Paul_Diamond ha scritto: ↑3 febbraio 2021 20:36
Capitolo ME: letto le prime anteprime, sembra abbiano fatto un discreto lavoro, anche so comunque trattasi pur sempre di remaster e non remake, quindi non c'è da aspettarsi un salto clamoroso dal punto di vista estetico, soprattutto per il primo capitolo (parliamo pur sempre di un gioco uscito nel 2007). La buonissima notizia è la riduzione dei tempi di caricamento (niente più incubo ascensori), quella un po' meh è che è confermato l'utilizzo dell'extended cut come finale canonico.
Rimane da capire quali saranno nel dettaglio le modifiche al gameplay, si parla in maniera abbastanza generica di miglioramenti di vario tipo, ma sarei curioso di saperne di più.
Capitolo Stadia: spero l'esatto opposto.
Essendo un vero dinosauro a 360°, lo stesso discorso che faccio per la musica lo applico anche a tutto il resto, cinema e videogiochi compresi.
Amo troppo il formato fisico. Mi conforta l'idea di avere un videogioco che gira su una macchina oggi e se ne avessi voglia lo farà anche tra 20 anni, che sia indipendente da connessione online e piattaforme streaming. Che se mi gira posso anche prestare, rivendere, farci il cazzo che mi pare insomma.
E uno dei vari motivi per cui ad un certo punto sono passato da pc a console è proprio in quel periodo ormai il gaming pc stava diventando quasi esclusivamente sinonimo di steam e digitale.
Oltre al fatto che mi ritrovavo a ricompare su gog giochi che già possedevo, semplicemente perché le mie belle versione scatolate che ho sullo scaffale giravano su windows precedenti o addirittura su dos e non erano più compatibili, e sta cosa mi faceva abbastanza girare il cazzo.
Ma un altro motivo significativo é che mi ero rotto di mettere mano ogni tot alla configurazione, aumentare la ram, cambiare scheda video e soliti cazzi, quindi il discorso del doversi rifare la macchina ogni 3 anni può valere per il pc, ma sicuramente non per le console, che hanno uno dei maggiori punti di forza proprio nel fatto che sono macchine chiuse e durano ben più di 3 anni.
Poi certo, a partire dalla scorsa generazione si sono inventati sta stronzata delle versioni midgen (PS4 Pro e Xbox One X), ma uno se non vuole farsi spennare le può tranquillamente lasciare dove sono e giocare serenamente, io sto ancora giocando senza problemi sulla mia PS4 liscia del 2014 e con ogni probabilità andrò avanti almeno per tutto il 2021, 8 anni di ciclo vitale non mi sembrano malaccio.
La buona notizia per quelli come me è che Stadia fino ad ora è stato un flop abbastanza clamoroso. Hanno toppato praticamente tutto. Proprio di ieri tra l'altro la notizia di svariati licenziamenti e la chiusura degli studi che avrebbero dovuto sviluppare giochi in esclusiva per la piattaforma.
La brutta è che purtroppo questo è il futuro, non si tratta di capire se, ma solo quando arriverà.
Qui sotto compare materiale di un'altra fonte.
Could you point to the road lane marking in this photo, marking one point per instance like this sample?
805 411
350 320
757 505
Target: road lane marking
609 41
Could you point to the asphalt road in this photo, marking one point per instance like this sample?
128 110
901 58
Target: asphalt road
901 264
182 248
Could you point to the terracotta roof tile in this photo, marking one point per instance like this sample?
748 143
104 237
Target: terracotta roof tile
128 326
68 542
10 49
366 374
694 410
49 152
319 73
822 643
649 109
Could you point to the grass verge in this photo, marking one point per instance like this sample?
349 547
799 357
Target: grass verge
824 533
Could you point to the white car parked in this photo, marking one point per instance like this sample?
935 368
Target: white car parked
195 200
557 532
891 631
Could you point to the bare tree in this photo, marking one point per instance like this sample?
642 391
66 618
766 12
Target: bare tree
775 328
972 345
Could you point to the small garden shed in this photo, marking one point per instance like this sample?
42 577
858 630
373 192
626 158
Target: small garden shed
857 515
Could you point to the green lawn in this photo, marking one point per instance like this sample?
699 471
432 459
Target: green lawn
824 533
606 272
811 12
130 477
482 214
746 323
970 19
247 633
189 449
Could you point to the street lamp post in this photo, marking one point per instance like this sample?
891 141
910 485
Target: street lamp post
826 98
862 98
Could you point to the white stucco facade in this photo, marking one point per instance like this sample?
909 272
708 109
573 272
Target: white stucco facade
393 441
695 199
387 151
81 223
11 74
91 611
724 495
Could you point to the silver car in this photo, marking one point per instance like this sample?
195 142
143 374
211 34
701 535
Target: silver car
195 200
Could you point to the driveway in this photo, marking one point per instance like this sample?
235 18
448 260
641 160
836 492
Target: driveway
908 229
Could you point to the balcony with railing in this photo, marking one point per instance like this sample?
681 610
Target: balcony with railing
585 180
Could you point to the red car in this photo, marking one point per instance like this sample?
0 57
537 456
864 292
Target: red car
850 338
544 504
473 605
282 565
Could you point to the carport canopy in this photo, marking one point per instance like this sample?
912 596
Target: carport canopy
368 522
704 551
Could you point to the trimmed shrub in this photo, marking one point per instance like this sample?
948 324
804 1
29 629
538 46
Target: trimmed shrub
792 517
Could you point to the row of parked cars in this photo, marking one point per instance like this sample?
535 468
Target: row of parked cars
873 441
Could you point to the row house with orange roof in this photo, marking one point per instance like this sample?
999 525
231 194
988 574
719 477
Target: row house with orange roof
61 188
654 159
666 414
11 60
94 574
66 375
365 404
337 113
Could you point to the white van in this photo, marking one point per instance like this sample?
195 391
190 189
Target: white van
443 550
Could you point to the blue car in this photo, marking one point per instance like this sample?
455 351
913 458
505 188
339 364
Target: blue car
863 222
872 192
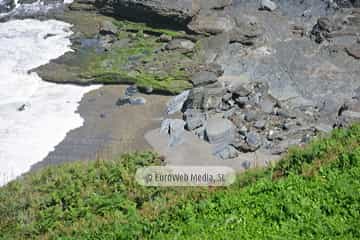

E l'annuncio di Amazon Luna temo abbia dato una bella accelerata al processo.
Capitolo In topic, già che ci siamo: alla fine ho resistito alla tentazione di buttarmi su Death Stranding e ho continuato sulla via degli indie con What Remains of Edith Finch, titolo che avevo lì da un pezzo, sviluppato da Giant Sparrow, che si erano già fatti notare per quella chicca di The Unfinished Swan. E devo dire che questo Edith Finch è un'altra chicca clamorosa, un walking simulator camuffato benissimo che riesce a sorprendere.
Completato quello (roba di una sola sessione di gioco) mi sono invece buttato sulla Arkane collection, ovvero i due Dishonored (in versione definitiva, con tutti i dlc compresi) e Prey.
Di questi avevo solo giocato il primo Dishonored, che mi sto gustando nuovamente con discreta soddisfazione, poi finalmente sarà la volta degli altri due, che invece ancora mi mancavano.